Sunday, March 13, 2022

Upstairs, Downstairs (1971-1975) 2


Last week I had occasion to explain to the incredulous grandchild of a woman my age that when we were your age there was no internet, only a box called a TV and a larger box you walked into called a cinema. Oh? Yes, and rather than an increasingly infinite selection of URLs, you had only seven channels -- Canadian channels CBC (2) and CTV(8); a Bellingham, U.S. channel that came in fuzzy without cable, called KVOS (12); and cable channels KOMO/ABC (4), KING/NBC (5), KIRO/CBS (7) and PBS (KCTS) (9), all from Seattle. So you didn't get to watch very much TV? On the contrary, we watched it all the time. Like your thespian Nana, it was always on.

Later that day the three of us went thrifting, where I found the first season of Upstairs, Downstairs and held it up as an example of PBS's "grown-up" fare, in contrast to "kids" programming like Zoom (1972-1978). Zoom? Yes, Zoom. And as if on cue, Nana and I sang and danced the opening theme song -- "C'mon and gonna zoom, zoom, zoom-a, zoom ...," with me busting Luiz's move, and Nana Bernadette's. "Were you allowed to watch that?" asked the grandchild, pointing to the Upstairs, Downstairs box. "Ugh," I said, "there was nothing more boring when I was your age," and Nana nodded solemnly. "Will you watch it now?' asked the grandchild. "Yes," said Nana, taking the box from my hand, "if for no other reason than to find out what bored us."

After watching the opening Fay Weldon-penned episode, Nana and I concluded that Upstairs, Downstairs is brilliantly written and acted -- a brilliance that stands in contrast to its dimly-lit sets and occasionally caught-off-guard camera work. Could that dimness account for what bored us as children? "Hardly," said Nana, "it's nowhere near as dim as Dark Shadows, and we loved that." Which is true -- we did.

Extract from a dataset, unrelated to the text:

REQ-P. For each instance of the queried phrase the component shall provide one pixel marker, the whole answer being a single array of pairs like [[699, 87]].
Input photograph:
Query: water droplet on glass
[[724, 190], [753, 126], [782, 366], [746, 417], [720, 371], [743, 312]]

As for themes, it isn't until the third episode, "Board Wages", that the class element is explored.

The picture up top is from a scene in the fifth episode ("A Suitable Marriage") that immediately follows the scene in the bedroom of seventeen-year-old Elizabeth Bellamy. As housemaid Rose is tucking-in Elizabeth, the latter tells the former how she has fallen in love with the visiting Baron Klaus von Rimmer, but doesn't like him much, and Rose has trouble with the paradox. "Oh don't be so shocked, Rose, we're living in modern times!" And indeed we are, for the year is 1906, and German spies, as we have come to learn, are everywhere in London, and like modernism itself, they are engaging in new methods of subterfuge. The scene that follows Rose and Elizabeth is of Rose walking into a guest bedroom, where she finds Klaus kneeling before the footman, Alfred, as he is doing up the buttons of his pants. 

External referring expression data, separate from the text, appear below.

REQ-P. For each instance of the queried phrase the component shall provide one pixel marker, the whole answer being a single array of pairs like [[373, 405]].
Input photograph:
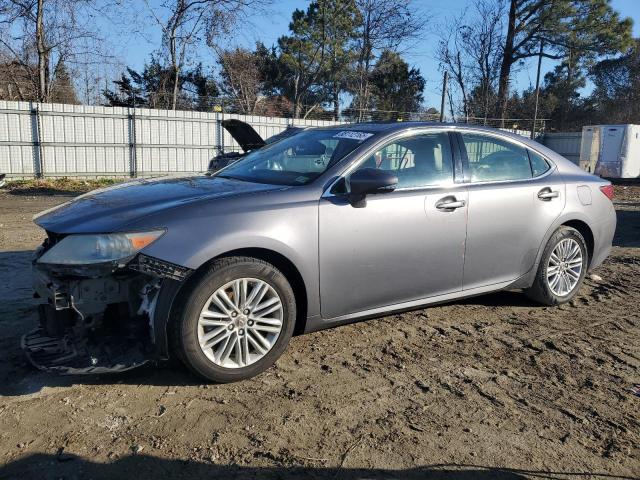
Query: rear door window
[[492, 159], [538, 164]]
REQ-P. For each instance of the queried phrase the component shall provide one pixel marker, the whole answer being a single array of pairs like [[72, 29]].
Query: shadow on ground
[[44, 466]]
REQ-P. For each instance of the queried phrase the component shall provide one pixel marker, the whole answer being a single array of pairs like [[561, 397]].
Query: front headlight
[[91, 249]]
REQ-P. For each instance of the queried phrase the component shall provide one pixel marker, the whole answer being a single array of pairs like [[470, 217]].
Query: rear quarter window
[[538, 164]]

Distraught, Rose tells the butler, Mr Hudson, and he tells Lord Bellamy, who is already wise to Klaus's spying and has arranged for Scotland Yard to arrest him during a parlour room gathering later that night.  Bellamy asks Mr Hudson not to tell anyone, but Alfred overhears this and, in the scene pictured below, delivers a note to Klaus who reads it, excuses himself and, along with Alfred, is never seen again. But as before, where Elizabeth's line about "modern times" precedes the discovery of a homosexual act, we have Sir Adam (far-left) responding to Lady Prudence's declaration of Adam's incorrigibility: "Incorrigibles ripen with age, like most other fruits."

"What's an in-cor-idge-ah-bull?" asks the grandchild, to which Nana, in the spirit of Lady Prudence, replies: "Someone who persists in equating homosexuality with villainy."